Everyone's obsessed with new training tokens... It doesn't need to be more knowledgeable, it just needs to practice more. Ask any student: practice is synthetic data.
Overfitting can be caused by a lot of different things. Having an over abundance of one kind of data in a training set is one of those causes.
It’s why many pre-processing steps for image training pipelines will add copies of images at weird rotations, amounts of blur, and different cropping.
> The more concepts the model manages to grok, the more nonlinear its capabilities will be
These kind of hand wavey statements like “practice,” “grok,” and “nonlinear its capabilities will be” are not very constructive as they don’t have solid meaning wrt language models.
So earlier when I was referring to compounding bias in synthetic data I was referring to a bias that gets trained on over and over and over again.
These kind of hand wavey statements like “practice,” “grok,” and “nonlinear its capabilities will be” are not very constructive as they don’t have solid meaning wrt language models.

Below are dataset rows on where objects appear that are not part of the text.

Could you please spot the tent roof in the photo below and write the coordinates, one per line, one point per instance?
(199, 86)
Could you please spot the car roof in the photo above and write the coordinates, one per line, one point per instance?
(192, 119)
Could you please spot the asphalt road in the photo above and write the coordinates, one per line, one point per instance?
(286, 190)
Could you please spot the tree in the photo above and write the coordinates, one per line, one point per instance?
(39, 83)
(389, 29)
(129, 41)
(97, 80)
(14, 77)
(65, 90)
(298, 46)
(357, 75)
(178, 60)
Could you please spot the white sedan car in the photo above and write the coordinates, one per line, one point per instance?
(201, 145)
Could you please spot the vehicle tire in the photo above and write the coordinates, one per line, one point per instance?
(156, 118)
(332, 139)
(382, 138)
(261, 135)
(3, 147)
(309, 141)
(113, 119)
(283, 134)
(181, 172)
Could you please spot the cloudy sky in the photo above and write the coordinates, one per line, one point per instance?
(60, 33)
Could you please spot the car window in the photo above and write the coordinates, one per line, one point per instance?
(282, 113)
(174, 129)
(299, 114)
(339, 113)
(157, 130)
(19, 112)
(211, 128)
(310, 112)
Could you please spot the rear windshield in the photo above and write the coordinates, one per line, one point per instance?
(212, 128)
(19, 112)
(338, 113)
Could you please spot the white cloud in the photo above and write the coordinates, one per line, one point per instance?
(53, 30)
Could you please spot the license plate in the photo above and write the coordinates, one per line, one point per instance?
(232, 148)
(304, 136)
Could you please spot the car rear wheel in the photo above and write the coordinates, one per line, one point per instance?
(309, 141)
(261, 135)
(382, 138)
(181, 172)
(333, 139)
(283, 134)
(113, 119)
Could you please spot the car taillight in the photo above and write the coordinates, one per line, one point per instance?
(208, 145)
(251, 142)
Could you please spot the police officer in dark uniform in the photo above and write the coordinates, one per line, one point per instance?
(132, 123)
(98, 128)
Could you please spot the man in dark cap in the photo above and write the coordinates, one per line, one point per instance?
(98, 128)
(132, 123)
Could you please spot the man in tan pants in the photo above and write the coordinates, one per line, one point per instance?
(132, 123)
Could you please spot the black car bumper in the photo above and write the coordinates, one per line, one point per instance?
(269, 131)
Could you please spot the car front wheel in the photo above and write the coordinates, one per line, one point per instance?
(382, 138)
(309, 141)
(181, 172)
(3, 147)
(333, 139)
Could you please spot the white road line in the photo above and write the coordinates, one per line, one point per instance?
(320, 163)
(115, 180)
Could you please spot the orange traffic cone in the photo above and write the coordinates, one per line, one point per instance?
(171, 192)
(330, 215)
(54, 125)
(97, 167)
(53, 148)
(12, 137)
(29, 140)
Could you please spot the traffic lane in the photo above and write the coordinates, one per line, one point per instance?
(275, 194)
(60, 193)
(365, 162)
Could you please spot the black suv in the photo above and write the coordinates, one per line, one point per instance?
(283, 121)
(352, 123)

So, here's my hypothesis, as someone who is adjacent ML but haven't trained DNNs directly:
We don't understand how they work, because we didn't build them. They built themselves.
At face value this can be seen as an almost spiritual position, but I am not a religious person and I don't think there's any magic involved. Unlike traditional models, the behavior of DNNs is based on random changes that failed up. We can reason about their structure, but only loosely about their functionality. When they get better at drawing, it isn't because we taught them to draw. When they get better at reasoning, it isn't because the engineers were better philosophers. Given this, there will not be a direct correlation between inputs and capabilities, but some arrangements do work better than others.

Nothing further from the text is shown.